If that mouthful means actually "Audio ABX per Clark/Krueger et at (AABX after this)" I would bet money that it is so.
Yet back in the 90's back in olde blighty (England) HaiFai Rags used to do group tests of the latest and greatest mainly japanese CD-Players, integrated Amplifiers and so on, every month, month on month. Usually at least two SeeDee player group tests at different price points and another two sets for Amplifiers and Speakers.
I was part of the listening panel a fair few times while doing my 2nd degree in London. Listeners were paid, not well, but paid. Hell, I even made money queuing for ticket sharks. And yes, there were consistent preferences for specific products both with individual listeners and across the group of listeners (usually ~ 10). And yes, test were completely blind, level matched etc.
My own later tests used a similar format, because these tests naturally confirmed that there are reliable preferences. I also found interesting that some technical "outliers" showed strong preference polarisations, an example were the Pioneer Legato Link DAC based CD players. They were like Marmite. Many listeners preferred them, but tosome they were the absolute anathema.
The main issue I have with AABX (other than that it cargo cult science [pseudo science], is designed to reliably return "null hypothesis not rejected" in the presence of anything audible but not "day and light" and the fact that is closely related to the fraudulent confidence trick called "shell game") is that no matter the outcome, there is nothing actionable from the outcome for anyone.
If we find that no difference was confirmed (with a 99% likelyhood of the conclusion being in Error, specifically a type 2/B statistical error), what is next step?
If we find that a difference was confirmed (with a 99% likelyhood of the conclusion being correct, avoiding a type 1/A statistical error), what is the next step?
I'm in part an engineer.

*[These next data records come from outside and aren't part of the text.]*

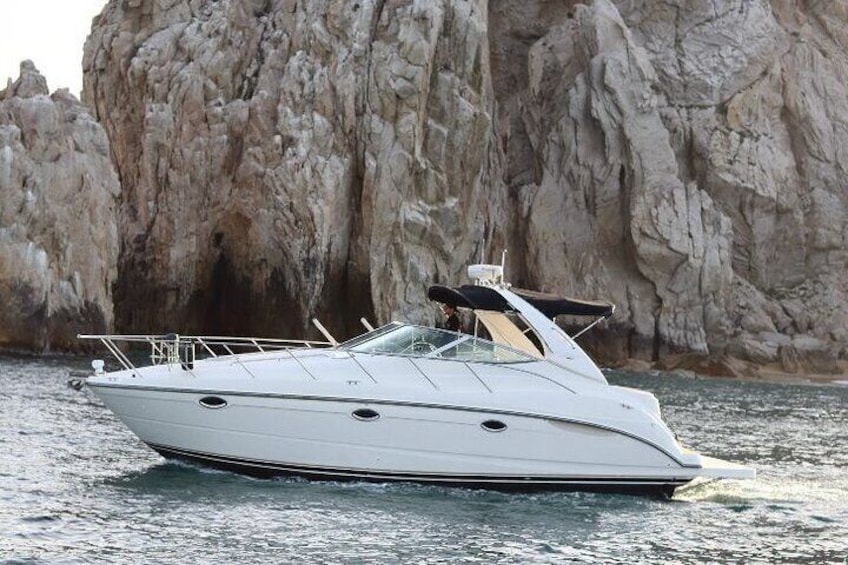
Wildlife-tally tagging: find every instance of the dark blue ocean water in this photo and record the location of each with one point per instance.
(77, 487)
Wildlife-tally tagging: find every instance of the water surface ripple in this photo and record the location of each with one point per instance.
(77, 487)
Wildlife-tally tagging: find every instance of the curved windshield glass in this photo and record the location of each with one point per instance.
(435, 343)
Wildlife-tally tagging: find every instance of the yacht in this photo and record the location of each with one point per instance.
(512, 403)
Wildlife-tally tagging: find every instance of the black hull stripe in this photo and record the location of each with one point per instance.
(395, 403)
(266, 469)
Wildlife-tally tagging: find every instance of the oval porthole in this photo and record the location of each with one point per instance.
(365, 414)
(212, 402)
(493, 426)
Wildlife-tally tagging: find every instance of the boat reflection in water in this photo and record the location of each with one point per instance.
(525, 409)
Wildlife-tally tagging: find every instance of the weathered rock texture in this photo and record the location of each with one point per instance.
(281, 160)
(58, 231)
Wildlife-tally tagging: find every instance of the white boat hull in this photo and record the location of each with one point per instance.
(275, 434)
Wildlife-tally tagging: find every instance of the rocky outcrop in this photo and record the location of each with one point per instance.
(58, 226)
(281, 160)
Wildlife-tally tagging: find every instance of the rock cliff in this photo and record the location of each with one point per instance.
(57, 218)
(281, 160)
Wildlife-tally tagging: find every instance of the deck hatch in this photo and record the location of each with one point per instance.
(366, 414)
(212, 402)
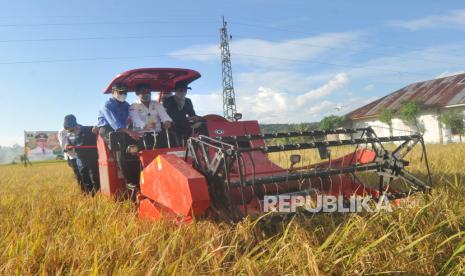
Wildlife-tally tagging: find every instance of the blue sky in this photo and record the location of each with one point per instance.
(293, 61)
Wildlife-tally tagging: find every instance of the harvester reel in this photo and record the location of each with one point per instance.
(240, 173)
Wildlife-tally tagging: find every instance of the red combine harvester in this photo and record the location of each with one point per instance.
(230, 166)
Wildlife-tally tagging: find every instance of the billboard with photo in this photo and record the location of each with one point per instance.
(42, 145)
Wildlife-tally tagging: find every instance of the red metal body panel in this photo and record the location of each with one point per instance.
(147, 156)
(159, 79)
(111, 181)
(173, 187)
(258, 160)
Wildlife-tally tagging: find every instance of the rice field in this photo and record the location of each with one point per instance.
(48, 227)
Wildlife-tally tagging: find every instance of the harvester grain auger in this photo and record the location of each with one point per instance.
(240, 170)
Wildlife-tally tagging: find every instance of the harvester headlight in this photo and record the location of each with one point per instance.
(132, 150)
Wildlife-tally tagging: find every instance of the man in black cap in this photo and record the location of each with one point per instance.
(181, 110)
(85, 141)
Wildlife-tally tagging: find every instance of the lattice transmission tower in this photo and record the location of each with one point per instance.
(229, 97)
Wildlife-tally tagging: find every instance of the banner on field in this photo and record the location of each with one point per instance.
(42, 145)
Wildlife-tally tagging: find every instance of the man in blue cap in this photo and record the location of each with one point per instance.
(84, 141)
(114, 117)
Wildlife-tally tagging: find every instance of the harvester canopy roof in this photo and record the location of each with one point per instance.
(159, 79)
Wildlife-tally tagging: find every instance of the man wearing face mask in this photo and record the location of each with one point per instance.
(87, 158)
(181, 110)
(113, 117)
(148, 116)
(114, 114)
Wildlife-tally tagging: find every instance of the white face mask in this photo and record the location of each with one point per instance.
(145, 97)
(120, 98)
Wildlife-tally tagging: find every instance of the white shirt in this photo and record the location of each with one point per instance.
(63, 140)
(141, 116)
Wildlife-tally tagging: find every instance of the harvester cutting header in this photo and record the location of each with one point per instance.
(227, 167)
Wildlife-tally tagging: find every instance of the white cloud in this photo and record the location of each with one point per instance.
(447, 74)
(455, 18)
(337, 82)
(269, 105)
(211, 103)
(11, 140)
(264, 53)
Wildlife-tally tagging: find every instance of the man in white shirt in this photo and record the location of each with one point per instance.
(148, 116)
(70, 155)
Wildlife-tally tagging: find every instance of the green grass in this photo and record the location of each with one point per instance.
(48, 227)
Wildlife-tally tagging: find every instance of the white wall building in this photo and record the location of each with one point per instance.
(438, 96)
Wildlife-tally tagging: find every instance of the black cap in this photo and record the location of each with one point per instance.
(70, 121)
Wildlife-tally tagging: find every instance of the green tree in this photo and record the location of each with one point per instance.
(386, 116)
(454, 119)
(331, 122)
(409, 113)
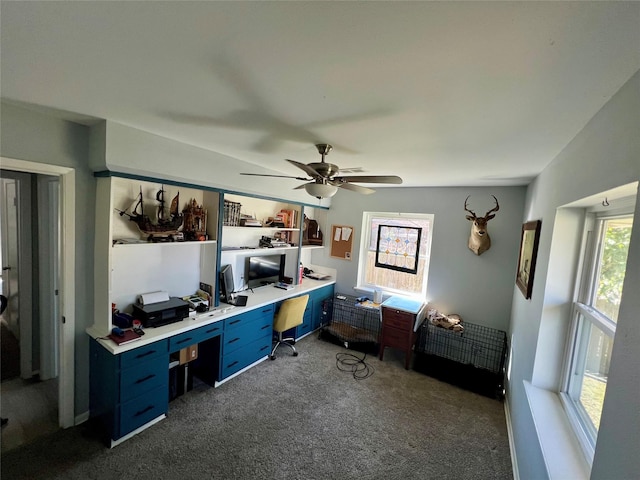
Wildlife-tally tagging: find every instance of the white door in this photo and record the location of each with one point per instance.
(49, 277)
(9, 241)
(19, 262)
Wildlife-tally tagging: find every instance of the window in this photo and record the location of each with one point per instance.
(395, 270)
(595, 314)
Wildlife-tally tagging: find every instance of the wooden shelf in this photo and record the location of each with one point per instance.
(143, 243)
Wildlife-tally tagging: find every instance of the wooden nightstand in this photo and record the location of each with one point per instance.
(400, 320)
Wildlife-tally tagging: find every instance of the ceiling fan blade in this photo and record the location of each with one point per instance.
(392, 179)
(310, 171)
(278, 176)
(352, 187)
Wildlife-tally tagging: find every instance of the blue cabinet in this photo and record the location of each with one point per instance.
(247, 338)
(128, 390)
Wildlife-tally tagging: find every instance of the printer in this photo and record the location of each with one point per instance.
(161, 313)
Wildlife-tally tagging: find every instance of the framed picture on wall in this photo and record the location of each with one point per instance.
(527, 259)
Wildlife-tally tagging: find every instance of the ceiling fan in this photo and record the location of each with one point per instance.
(325, 181)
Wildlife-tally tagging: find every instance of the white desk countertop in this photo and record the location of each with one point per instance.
(257, 298)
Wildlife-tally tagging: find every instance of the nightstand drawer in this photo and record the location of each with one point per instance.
(398, 318)
(394, 337)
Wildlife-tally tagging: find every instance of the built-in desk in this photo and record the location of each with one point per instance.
(129, 385)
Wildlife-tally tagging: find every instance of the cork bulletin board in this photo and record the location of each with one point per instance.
(341, 241)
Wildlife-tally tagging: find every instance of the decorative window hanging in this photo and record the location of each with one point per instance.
(398, 248)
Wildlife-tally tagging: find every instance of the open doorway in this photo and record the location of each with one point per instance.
(37, 279)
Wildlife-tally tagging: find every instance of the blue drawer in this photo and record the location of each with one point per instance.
(197, 335)
(210, 331)
(142, 409)
(135, 356)
(239, 337)
(239, 359)
(143, 377)
(239, 321)
(183, 340)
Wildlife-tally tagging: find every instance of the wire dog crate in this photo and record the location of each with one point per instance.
(472, 359)
(354, 324)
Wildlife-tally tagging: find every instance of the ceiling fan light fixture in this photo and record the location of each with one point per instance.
(320, 190)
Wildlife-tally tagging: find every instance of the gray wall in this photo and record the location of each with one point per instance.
(28, 135)
(604, 155)
(478, 288)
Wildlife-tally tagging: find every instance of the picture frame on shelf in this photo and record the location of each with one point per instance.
(529, 240)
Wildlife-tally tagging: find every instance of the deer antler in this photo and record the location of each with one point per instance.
(495, 209)
(466, 209)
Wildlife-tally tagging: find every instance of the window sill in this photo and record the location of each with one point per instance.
(561, 450)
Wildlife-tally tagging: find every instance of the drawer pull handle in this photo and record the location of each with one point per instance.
(146, 354)
(143, 411)
(148, 377)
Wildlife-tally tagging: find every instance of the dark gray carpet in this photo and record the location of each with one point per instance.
(300, 418)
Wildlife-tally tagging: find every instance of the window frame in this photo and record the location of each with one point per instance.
(583, 318)
(365, 241)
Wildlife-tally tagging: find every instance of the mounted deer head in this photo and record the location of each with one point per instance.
(479, 240)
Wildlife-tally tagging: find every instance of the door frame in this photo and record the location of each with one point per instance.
(22, 185)
(66, 383)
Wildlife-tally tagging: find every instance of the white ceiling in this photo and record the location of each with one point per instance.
(439, 93)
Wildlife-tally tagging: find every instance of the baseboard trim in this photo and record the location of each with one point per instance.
(512, 445)
(115, 443)
(83, 417)
(217, 383)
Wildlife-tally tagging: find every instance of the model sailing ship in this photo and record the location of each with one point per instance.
(167, 225)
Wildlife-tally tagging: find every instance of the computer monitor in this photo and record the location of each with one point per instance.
(227, 288)
(226, 284)
(264, 270)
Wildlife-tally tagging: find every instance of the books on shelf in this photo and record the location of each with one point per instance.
(128, 337)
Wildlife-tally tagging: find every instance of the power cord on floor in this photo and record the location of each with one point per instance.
(348, 362)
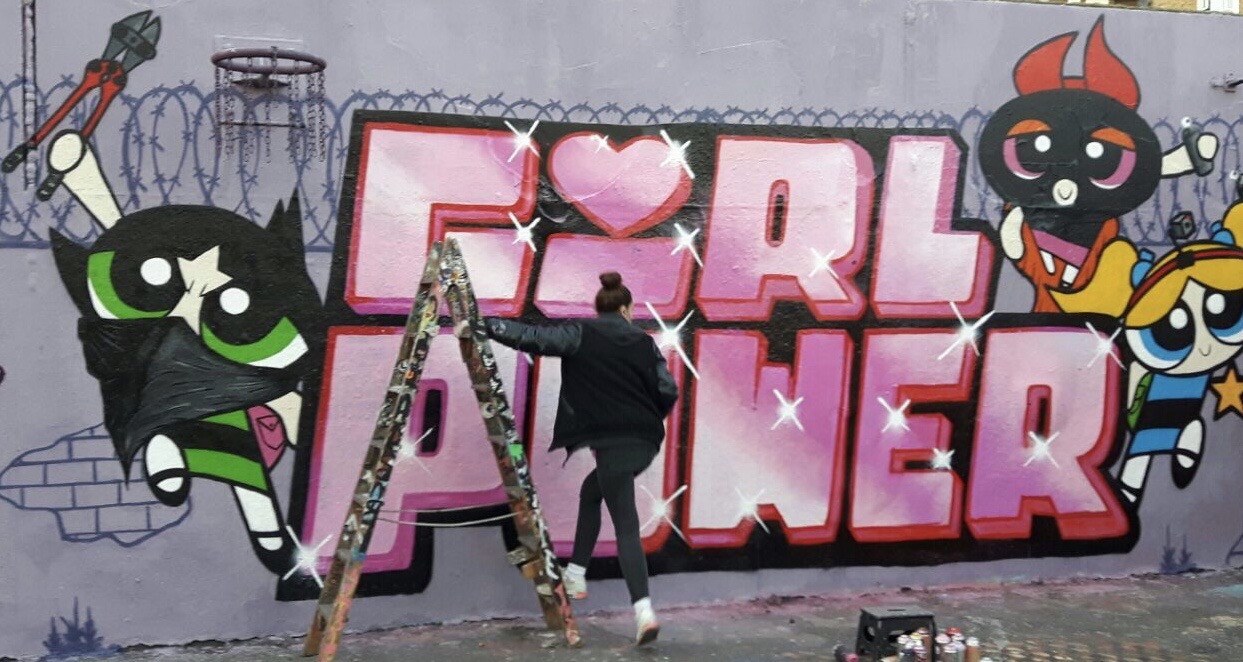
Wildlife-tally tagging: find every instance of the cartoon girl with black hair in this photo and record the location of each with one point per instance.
(199, 326)
(1182, 318)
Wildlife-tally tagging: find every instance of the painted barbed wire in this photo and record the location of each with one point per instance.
(167, 153)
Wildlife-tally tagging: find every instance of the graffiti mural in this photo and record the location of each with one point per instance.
(845, 403)
(864, 380)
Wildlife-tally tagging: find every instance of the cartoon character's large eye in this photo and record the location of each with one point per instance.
(1223, 316)
(1027, 147)
(132, 287)
(243, 327)
(1166, 343)
(1109, 158)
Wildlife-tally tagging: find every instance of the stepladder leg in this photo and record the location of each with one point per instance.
(511, 461)
(341, 583)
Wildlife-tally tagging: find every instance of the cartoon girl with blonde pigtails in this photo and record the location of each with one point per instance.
(1182, 318)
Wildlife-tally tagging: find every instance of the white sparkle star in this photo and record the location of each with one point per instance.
(1104, 345)
(671, 337)
(306, 558)
(824, 262)
(896, 416)
(660, 509)
(1041, 450)
(523, 231)
(787, 411)
(408, 451)
(967, 333)
(686, 242)
(676, 155)
(750, 508)
(522, 140)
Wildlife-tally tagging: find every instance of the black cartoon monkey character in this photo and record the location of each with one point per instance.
(1069, 155)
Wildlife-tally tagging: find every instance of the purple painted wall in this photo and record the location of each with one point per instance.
(817, 189)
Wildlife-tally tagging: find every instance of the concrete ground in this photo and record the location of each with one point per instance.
(1185, 617)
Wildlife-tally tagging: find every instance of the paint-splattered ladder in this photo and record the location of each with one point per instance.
(444, 278)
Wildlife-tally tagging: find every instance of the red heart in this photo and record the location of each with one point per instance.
(622, 190)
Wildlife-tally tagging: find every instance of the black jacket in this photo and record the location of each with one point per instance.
(614, 381)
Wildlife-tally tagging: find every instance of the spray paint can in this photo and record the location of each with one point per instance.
(972, 652)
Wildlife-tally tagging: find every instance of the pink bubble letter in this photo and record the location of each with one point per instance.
(1038, 381)
(461, 471)
(788, 221)
(765, 442)
(921, 265)
(891, 502)
(417, 181)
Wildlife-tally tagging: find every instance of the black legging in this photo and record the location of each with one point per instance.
(612, 481)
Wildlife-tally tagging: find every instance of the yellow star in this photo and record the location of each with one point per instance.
(1229, 393)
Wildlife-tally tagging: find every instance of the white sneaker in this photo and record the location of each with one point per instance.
(576, 584)
(648, 626)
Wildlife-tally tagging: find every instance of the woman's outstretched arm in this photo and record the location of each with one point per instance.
(547, 340)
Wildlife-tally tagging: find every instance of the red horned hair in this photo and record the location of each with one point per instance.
(1104, 72)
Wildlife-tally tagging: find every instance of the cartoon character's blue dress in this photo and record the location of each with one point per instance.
(1160, 415)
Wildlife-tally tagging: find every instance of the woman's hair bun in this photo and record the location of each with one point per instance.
(610, 280)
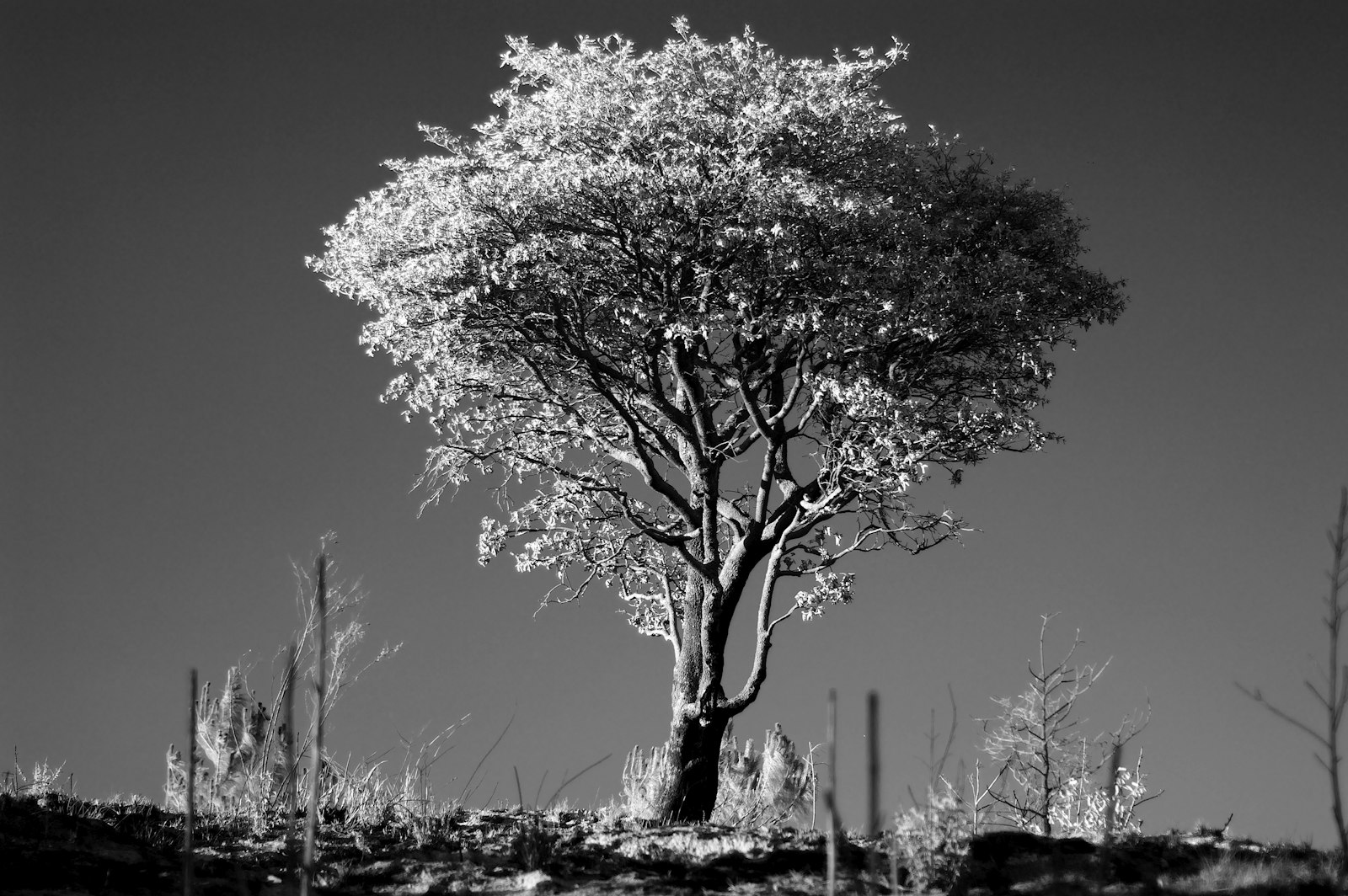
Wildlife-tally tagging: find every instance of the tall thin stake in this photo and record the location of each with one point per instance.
(307, 873)
(873, 775)
(831, 794)
(289, 754)
(188, 872)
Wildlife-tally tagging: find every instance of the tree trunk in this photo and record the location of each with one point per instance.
(694, 745)
(694, 758)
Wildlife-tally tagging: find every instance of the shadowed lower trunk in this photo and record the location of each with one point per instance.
(694, 745)
(694, 756)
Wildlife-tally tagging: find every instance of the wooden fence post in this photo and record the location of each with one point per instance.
(831, 794)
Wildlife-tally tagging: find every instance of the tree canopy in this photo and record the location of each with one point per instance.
(705, 307)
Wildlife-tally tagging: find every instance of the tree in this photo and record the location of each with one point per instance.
(1046, 763)
(1332, 691)
(708, 312)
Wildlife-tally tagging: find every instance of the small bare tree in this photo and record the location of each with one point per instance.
(1334, 696)
(1037, 743)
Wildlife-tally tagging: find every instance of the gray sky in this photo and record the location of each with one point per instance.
(186, 410)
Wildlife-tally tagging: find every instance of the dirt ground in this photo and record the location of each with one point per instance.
(54, 845)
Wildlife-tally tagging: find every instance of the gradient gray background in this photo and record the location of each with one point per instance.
(185, 408)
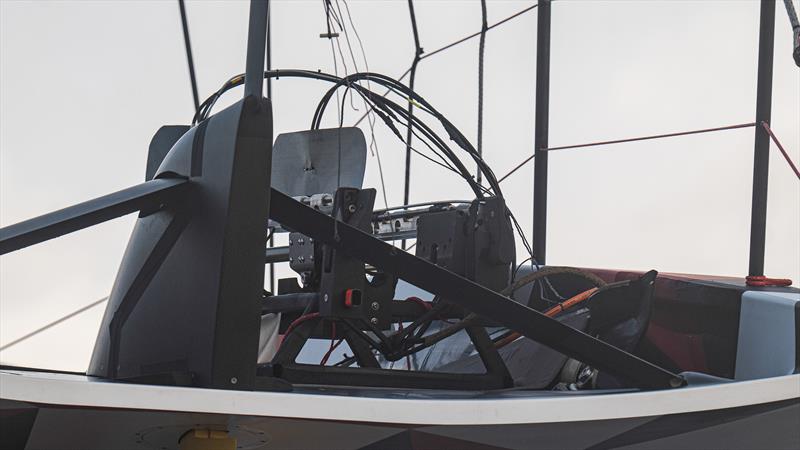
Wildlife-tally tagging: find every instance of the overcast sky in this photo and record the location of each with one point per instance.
(84, 85)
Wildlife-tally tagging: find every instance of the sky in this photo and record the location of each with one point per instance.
(84, 85)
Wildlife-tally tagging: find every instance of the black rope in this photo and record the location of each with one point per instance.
(412, 78)
(52, 324)
(271, 240)
(189, 57)
(481, 48)
(453, 44)
(466, 38)
(795, 30)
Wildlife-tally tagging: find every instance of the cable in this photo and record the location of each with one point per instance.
(780, 147)
(52, 324)
(619, 141)
(189, 58)
(412, 79)
(481, 48)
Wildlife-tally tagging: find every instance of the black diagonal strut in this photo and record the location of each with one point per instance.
(471, 296)
(148, 195)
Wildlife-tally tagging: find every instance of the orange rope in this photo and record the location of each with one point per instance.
(552, 312)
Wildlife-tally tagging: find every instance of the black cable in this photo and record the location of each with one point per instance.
(412, 79)
(466, 38)
(481, 48)
(189, 58)
(453, 132)
(53, 323)
(271, 238)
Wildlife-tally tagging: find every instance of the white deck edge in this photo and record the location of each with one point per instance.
(72, 390)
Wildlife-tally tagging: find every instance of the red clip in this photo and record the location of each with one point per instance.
(352, 297)
(761, 281)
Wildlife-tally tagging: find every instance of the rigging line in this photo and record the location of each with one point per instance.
(371, 117)
(413, 74)
(466, 38)
(53, 323)
(619, 141)
(780, 147)
(400, 78)
(481, 48)
(189, 58)
(271, 240)
(462, 40)
(326, 4)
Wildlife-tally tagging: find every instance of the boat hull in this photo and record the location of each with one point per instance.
(57, 411)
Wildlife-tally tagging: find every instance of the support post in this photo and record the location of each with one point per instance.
(541, 132)
(758, 220)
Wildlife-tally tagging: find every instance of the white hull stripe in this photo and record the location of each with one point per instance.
(73, 390)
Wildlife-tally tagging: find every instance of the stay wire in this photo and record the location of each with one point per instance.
(189, 58)
(481, 49)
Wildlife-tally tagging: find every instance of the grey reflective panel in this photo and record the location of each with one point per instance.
(318, 161)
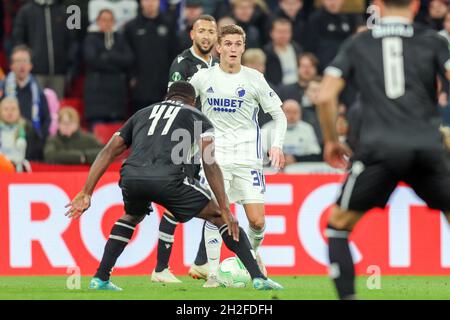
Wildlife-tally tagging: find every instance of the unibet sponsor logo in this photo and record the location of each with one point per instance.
(176, 76)
(225, 105)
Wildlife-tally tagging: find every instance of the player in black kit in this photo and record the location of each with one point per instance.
(395, 66)
(184, 66)
(161, 137)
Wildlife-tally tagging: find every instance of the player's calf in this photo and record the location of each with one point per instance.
(341, 263)
(119, 237)
(167, 228)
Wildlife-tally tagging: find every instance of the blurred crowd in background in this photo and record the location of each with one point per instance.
(70, 76)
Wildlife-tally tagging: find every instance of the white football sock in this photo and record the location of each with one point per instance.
(213, 244)
(255, 237)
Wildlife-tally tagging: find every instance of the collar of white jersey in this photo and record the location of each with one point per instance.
(200, 58)
(394, 20)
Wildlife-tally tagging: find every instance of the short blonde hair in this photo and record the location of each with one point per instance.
(254, 55)
(70, 113)
(230, 29)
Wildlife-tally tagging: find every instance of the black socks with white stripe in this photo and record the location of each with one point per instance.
(167, 228)
(119, 237)
(243, 250)
(341, 264)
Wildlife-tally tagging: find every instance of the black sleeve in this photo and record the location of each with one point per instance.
(178, 71)
(442, 55)
(342, 65)
(126, 132)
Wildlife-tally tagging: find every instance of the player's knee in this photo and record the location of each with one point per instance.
(133, 219)
(342, 220)
(258, 224)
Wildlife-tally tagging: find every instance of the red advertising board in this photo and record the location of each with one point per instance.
(37, 239)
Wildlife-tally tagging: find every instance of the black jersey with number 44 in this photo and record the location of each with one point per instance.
(395, 67)
(162, 138)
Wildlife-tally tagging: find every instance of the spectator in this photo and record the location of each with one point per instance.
(108, 58)
(71, 145)
(300, 143)
(292, 10)
(282, 54)
(19, 141)
(190, 13)
(224, 21)
(152, 39)
(242, 11)
(307, 71)
(327, 28)
(21, 84)
(123, 10)
(445, 32)
(256, 59)
(41, 25)
(437, 10)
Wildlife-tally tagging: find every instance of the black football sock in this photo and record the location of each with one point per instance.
(341, 264)
(243, 250)
(119, 237)
(201, 258)
(167, 228)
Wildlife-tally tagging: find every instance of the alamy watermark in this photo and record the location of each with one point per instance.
(73, 281)
(73, 21)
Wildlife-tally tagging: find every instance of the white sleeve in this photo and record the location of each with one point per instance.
(312, 145)
(271, 103)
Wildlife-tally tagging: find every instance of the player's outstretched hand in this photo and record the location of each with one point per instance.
(276, 157)
(337, 154)
(78, 205)
(233, 224)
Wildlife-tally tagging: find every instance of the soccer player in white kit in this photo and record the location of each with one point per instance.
(230, 96)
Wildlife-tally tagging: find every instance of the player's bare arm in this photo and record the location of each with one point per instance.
(82, 201)
(335, 153)
(215, 179)
(276, 154)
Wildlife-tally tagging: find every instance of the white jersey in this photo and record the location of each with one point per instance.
(231, 102)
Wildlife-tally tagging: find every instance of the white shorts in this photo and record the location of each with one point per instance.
(243, 185)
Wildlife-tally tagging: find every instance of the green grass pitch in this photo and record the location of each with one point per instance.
(296, 288)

As such I want something that can be actioned.
An example of something that can be actioned would be: "Out of appx. different chinese 20 dongle DAC's with a mix of DAC Chip's (including Apple, Cirrus Logic, ESS and others) auditioned sighted and scored for preference by around 30 listeners we have a large majority of listeners preferring one DAC Chip, regardless of the brand and looks of the dongles, while other create a mostly negative reaction among listeners" (I had a chance to run this one, it informed the choice of the DAC chip for commercial products).
Another might be:
"Such and such distortion is reliably inaudible and after reaching this threshold concentrate on other parameters, including efficiency, price, profit margins etc.". Similar things are interesting also for other objective parameters. And it would be REALLY useful for consumers if there are clearly established "red lines" where, as long as a product being considered for purchase stays on the other side of the red lines it can be considered "blameless".
In fact, that is normally the regulatory approach to regulating food additives, pollutants etc. et al based on scientific evidence. If we are doing audio scientifically the least sensible expectation would be to have such "red lines" based in reliable science.
So I am not interested in AABX not just because it is likely one of the worst possible tests to confirm or reject subtle audible differences, but because it has no informational value for what interests me in audio.
Thor